Thursday, April 13, 2023

speak

I've always been interested in the eloquence of non-verbal communication. Like gestures, for example. A gesture - a mere position of the hand - can say so much. 

That's why I like the music video of Christina Aguilera's Fighter so much. You see the moth that's struggling to fly, then the feet of the ballerina and she's on her toes but it looks wrong and painful and she has some kind of crutches....and then the hands...with their intricate and precise, and yet chaotic, movements that are so expressive of pain....and beauty. Then back to the moth, and so on. It's a masterpiece. 

Even with words, the slightest intonation, the smallest modulation in a speaker's or singer's voice, can be so expressive. 

Some people are too polished. They know all the right gestures to make, how to stand, where to pause, but their performance is so tightly controlled that it's asphyxiated. Just like with art, how the materials need to be a little bit unmanageable, with teaching and public speaking, there needs to be an element of fear. 

That's what has made me love teaching so much, because I used to be terrified of speaking in front of people. So, when I was able to do it, it was a real thrill. And the fear was gone. When you've been afraid of something and then you can do it, it's such a buzz. 

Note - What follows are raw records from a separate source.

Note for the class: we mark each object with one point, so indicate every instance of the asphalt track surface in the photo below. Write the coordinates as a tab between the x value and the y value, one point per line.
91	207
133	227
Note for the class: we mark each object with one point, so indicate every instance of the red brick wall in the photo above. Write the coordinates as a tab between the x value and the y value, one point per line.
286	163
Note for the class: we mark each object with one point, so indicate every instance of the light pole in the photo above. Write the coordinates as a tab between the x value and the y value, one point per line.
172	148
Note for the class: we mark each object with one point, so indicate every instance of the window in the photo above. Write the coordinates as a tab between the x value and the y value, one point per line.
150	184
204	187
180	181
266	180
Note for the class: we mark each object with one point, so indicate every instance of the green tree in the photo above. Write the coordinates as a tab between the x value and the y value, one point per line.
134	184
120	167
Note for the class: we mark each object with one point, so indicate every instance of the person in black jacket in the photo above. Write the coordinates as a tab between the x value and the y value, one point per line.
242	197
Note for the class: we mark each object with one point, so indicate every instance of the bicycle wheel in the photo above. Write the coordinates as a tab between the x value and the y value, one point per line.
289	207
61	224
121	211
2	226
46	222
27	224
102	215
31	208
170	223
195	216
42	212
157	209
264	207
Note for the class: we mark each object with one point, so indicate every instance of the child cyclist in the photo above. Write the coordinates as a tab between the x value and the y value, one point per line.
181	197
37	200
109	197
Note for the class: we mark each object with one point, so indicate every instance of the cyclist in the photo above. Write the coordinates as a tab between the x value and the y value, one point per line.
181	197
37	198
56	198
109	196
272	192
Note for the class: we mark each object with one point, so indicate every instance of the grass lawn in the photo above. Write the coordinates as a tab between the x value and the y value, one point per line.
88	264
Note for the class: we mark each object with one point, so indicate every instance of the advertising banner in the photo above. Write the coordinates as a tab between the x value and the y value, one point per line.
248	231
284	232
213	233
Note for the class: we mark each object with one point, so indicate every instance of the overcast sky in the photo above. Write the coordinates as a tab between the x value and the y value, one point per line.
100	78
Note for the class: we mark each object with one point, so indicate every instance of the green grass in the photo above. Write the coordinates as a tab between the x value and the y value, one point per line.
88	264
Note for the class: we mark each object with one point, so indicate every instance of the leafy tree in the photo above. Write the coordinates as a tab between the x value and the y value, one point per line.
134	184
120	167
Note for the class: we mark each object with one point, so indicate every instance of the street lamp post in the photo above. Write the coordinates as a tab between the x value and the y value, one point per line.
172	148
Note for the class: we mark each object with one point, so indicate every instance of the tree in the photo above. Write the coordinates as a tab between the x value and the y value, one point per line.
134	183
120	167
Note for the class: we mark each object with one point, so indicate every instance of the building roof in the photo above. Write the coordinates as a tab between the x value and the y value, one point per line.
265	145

It was becoming a Christian and how devastating that was that 1. drew me to education because I was starving for something good to grasp a hold of and 2. empowered me to teach by compelling me to overcome my fear of speaking in front of people, because when I became a Christian I thought I had to tell everybody I came in contact with about God. So, I learnt to speak even when it was the last thing I wanted to do and the most uncomfortable act imaginable.